After lunch I headed back toward Mervyn's to partake in their gigantic bra sale (you read that right). I hate buying bra's even more than going to the mall. But sometimes you have to do stuff you don't want to do--that's what we call being a responsible adult. So while Jackson and Keith were picking out massive Mrs. Field's cookies to take us all over-the-top into culinary ecstasy, I was trying on bra's; very-well priced bra's. I got something like 3 for the price of 2 1/4. We all celebrated by eating cookies and trying to find the car. It was only when I was driving home that I realized what day it was: Earth Day. Happy belated Earth day everyone!
More Mall Stuff
Keith Milford's Malls of America blog - vintage photos of malls across the U.S. of A. I was so pleased to find his recent post about my hometown mall, SunValley. The fountain in the photo is where my little brother once fell in, trying to fish out pennies. That was when pennies were really worth something. I honed my hatred for malls here, after years of back-to-school shopping trips where my mom and I would enter this dimly lit mall in daylight, only to exit hours later to complete darkness outside. The loss of my daytime hours to shopping for sale-rack clothes was a little soul-crushing, I must admit. Although I liked getting new clothes--don't get me wrong--it just seemed like a waste of a day. However, many entertaining hours were spent at the pet store (puppies!), the Hammond organ store, Spencer's Gifts (home to all black-light art mediums), the movie theater and ice rink--all since gone. But SunValley has added large skylights so no kid can ever miss the daylight while shopping again!
Lew Portnoy's mall art - formal and somewhat sterile photos that capture the mall shopping experience in all its fluorescently lit glory.
Stock photos of shopping at the mall - everyone looks so happy, unlike me.
Rose of No Man's Land - Michelle Tea's novel about an alcoholic 10th-grader who accidentally lands a job at a teen clothing boutique in the mall called Ohmigod!
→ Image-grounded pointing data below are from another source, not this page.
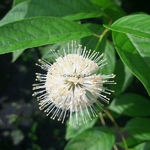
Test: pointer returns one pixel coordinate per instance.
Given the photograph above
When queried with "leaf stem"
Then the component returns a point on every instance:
(117, 127)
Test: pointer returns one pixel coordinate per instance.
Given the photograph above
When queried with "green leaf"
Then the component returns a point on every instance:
(142, 146)
(38, 31)
(110, 8)
(109, 55)
(92, 139)
(16, 54)
(131, 105)
(131, 36)
(131, 142)
(91, 41)
(73, 131)
(71, 10)
(136, 25)
(123, 78)
(139, 128)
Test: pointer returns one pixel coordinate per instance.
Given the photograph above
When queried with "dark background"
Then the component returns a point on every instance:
(22, 125)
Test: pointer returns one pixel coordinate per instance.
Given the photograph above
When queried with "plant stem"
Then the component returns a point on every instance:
(102, 119)
(104, 124)
(117, 127)
(103, 33)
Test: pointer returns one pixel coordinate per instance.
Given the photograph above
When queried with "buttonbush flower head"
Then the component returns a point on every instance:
(72, 84)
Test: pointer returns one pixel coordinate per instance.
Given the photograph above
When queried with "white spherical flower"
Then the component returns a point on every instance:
(72, 85)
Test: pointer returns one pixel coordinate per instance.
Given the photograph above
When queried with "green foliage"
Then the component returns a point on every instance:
(101, 25)
(92, 139)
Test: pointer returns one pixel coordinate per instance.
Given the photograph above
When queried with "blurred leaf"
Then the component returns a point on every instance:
(142, 146)
(131, 105)
(16, 2)
(71, 10)
(72, 131)
(131, 36)
(16, 13)
(38, 31)
(17, 136)
(123, 78)
(139, 128)
(93, 139)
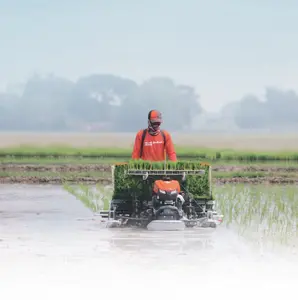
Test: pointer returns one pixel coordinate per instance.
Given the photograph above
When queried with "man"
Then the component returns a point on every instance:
(152, 143)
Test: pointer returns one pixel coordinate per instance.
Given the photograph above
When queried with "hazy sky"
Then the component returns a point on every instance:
(224, 48)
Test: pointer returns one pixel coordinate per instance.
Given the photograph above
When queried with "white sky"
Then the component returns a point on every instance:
(224, 48)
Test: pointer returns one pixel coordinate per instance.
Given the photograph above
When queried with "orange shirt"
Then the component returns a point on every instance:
(153, 147)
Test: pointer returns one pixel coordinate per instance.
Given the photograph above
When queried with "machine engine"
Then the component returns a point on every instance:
(166, 201)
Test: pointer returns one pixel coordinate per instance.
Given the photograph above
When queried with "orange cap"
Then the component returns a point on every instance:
(154, 116)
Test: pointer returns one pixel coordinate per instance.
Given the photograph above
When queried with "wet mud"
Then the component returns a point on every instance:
(52, 247)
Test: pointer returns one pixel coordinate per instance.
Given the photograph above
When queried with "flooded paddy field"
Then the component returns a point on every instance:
(53, 247)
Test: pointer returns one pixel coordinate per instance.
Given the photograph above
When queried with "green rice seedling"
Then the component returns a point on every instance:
(271, 210)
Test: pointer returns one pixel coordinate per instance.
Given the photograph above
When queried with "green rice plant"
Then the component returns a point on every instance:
(270, 211)
(184, 153)
(129, 186)
(94, 198)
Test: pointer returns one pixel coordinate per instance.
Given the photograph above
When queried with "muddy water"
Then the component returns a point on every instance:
(52, 246)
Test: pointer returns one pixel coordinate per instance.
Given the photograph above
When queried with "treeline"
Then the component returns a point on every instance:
(112, 103)
(97, 102)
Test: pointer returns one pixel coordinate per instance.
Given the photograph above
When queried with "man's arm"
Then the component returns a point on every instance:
(170, 149)
(137, 147)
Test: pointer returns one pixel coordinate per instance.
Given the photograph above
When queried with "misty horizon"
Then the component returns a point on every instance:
(225, 50)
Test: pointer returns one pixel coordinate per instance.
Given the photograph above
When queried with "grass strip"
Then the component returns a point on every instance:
(185, 153)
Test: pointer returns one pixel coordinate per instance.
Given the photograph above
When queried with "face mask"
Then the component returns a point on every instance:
(154, 128)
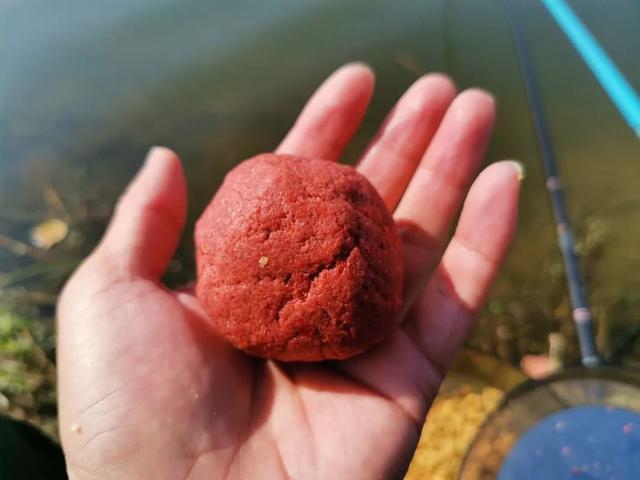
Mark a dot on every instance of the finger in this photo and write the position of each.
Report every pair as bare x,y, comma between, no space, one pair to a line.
444,314
149,218
441,180
394,153
332,115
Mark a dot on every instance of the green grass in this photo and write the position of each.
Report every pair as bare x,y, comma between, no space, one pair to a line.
27,370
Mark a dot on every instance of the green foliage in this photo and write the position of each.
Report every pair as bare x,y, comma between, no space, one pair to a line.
27,371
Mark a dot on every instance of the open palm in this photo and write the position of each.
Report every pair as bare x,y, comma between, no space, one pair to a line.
148,390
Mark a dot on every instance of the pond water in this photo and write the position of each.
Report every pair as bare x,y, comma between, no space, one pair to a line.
87,87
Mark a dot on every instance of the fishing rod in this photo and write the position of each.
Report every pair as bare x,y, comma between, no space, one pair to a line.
603,68
581,312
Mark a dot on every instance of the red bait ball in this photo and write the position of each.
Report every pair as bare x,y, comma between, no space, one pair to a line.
299,260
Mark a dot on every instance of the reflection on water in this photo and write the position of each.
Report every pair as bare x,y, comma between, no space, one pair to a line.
86,88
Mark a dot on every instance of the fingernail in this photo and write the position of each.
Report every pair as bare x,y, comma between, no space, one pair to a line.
153,151
519,168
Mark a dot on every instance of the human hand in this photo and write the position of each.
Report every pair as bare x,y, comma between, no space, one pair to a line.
148,390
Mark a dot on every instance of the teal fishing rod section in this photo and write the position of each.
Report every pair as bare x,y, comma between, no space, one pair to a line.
603,68
582,316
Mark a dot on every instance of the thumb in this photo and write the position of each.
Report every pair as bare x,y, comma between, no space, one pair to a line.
148,219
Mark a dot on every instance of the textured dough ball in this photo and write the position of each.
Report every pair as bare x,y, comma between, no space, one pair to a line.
298,260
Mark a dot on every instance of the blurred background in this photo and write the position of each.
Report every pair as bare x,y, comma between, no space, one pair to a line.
87,87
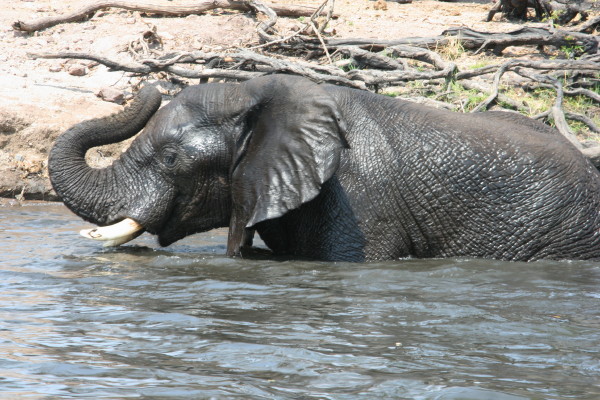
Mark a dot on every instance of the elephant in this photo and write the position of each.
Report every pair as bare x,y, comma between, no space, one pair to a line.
331,173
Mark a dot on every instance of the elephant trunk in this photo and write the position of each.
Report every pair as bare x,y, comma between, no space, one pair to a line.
93,193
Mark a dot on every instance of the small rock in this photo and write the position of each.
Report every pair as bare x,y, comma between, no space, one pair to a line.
111,94
77,70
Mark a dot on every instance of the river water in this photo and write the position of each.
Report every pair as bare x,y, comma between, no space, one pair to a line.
184,322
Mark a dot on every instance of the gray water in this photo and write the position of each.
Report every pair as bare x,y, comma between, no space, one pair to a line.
185,322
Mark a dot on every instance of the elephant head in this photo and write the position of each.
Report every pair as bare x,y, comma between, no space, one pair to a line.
216,155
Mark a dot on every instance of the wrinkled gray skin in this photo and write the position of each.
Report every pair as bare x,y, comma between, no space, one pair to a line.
332,173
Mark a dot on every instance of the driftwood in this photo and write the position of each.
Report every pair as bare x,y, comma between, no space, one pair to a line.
473,40
371,64
150,7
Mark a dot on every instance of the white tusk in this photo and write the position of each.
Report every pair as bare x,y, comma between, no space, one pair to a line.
116,234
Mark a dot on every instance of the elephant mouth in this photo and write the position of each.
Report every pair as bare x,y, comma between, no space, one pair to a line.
116,234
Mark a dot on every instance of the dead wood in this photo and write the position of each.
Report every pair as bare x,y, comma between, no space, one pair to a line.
159,8
561,13
371,64
473,40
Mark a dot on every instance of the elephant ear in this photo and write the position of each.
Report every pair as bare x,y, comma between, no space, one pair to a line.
292,145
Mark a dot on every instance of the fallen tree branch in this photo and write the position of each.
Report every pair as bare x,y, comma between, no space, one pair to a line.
152,7
261,65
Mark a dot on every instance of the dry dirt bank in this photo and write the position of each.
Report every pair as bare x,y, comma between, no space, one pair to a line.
41,98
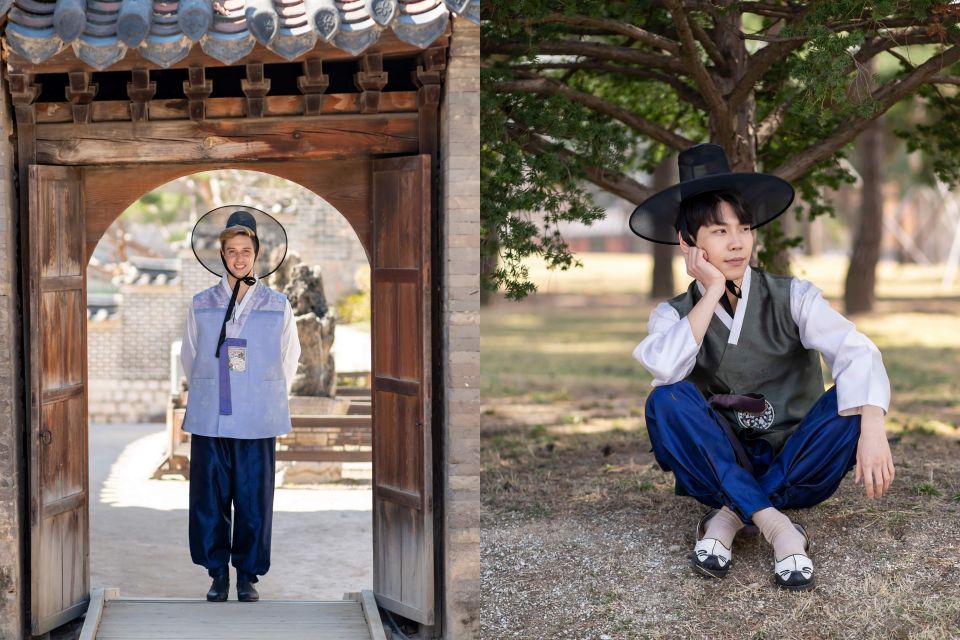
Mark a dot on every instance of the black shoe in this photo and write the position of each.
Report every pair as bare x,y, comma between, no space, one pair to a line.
710,558
795,573
219,589
246,592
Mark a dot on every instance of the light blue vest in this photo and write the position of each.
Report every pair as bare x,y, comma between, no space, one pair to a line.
257,396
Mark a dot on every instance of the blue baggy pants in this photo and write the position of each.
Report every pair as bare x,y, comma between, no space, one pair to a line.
227,472
689,440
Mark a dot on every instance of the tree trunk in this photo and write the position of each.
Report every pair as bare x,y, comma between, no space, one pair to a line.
488,263
663,286
861,275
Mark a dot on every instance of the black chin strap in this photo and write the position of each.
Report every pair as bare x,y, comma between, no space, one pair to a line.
247,280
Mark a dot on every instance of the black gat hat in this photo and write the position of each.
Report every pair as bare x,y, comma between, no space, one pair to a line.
704,168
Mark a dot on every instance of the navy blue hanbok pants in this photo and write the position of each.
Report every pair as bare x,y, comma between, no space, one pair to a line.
225,473
688,439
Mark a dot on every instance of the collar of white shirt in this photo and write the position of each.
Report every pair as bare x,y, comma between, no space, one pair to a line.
735,323
225,283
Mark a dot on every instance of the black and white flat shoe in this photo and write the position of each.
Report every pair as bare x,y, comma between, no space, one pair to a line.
710,557
795,572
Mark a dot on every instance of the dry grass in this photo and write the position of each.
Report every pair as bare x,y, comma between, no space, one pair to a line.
583,537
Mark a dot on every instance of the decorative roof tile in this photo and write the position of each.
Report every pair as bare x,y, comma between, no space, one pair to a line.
164,31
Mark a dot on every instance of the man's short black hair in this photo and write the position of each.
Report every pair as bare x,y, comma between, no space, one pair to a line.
704,209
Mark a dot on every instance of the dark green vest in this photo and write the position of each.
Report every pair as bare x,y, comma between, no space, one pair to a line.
768,358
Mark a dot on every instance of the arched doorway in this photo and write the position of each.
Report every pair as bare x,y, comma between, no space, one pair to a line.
144,267
388,203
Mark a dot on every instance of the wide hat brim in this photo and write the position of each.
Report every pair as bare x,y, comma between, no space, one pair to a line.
205,240
767,197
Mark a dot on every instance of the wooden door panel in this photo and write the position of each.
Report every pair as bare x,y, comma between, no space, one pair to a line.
56,264
403,573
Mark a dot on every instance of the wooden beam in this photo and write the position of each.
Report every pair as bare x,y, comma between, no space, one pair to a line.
389,46
140,91
178,108
255,86
370,79
80,92
197,89
313,84
98,599
309,138
345,184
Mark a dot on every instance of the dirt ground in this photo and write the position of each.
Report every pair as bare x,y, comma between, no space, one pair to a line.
322,544
583,536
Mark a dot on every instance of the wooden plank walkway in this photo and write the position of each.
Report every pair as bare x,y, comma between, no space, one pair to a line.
112,617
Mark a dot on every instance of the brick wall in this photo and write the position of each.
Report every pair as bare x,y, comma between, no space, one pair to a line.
322,236
460,206
12,529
A fry cook from the food court becomes her friend and the two girls set out on a one-night rampage of crystal meth, perverts and tattoos. Includes the most inspiring passage featuring a tampon that I've ever read.
The plot summary from imdb.com for Julie Brown's defunct Comedy Central series, "Strip Mall" (2000):
During the 1970's Tammi (pronounced TA-mee) Tyler was one of the stars of the sitcom "Here Comes Corky." Her acting career was then cut short unexpectedly when, after eating a cupcake laced with PCP, she killed her costar, Captain Billy. In the intervening years Tammi grew up amid obscurity. Now, Tammi was employed by the Funky Fox Cafe in the San Fernando Valley's Plaza del Toro shopping center, and was hoping for a comeback. As she explained to barmaid Patti in the first episode, she hoped the marry the next man to visit the Funky Fox. Embarrassingly, it turned out to be Harve Krudup who owned the Starbrite Cleaners laundry store at the shopping center. Tammi thought that the store was part of a Beverly Hills-based chain, only to realize that it was the only laundry store Harve owned. Tammi's attempts to make a comeback in Hollywood formed most of the stories for this sitcom.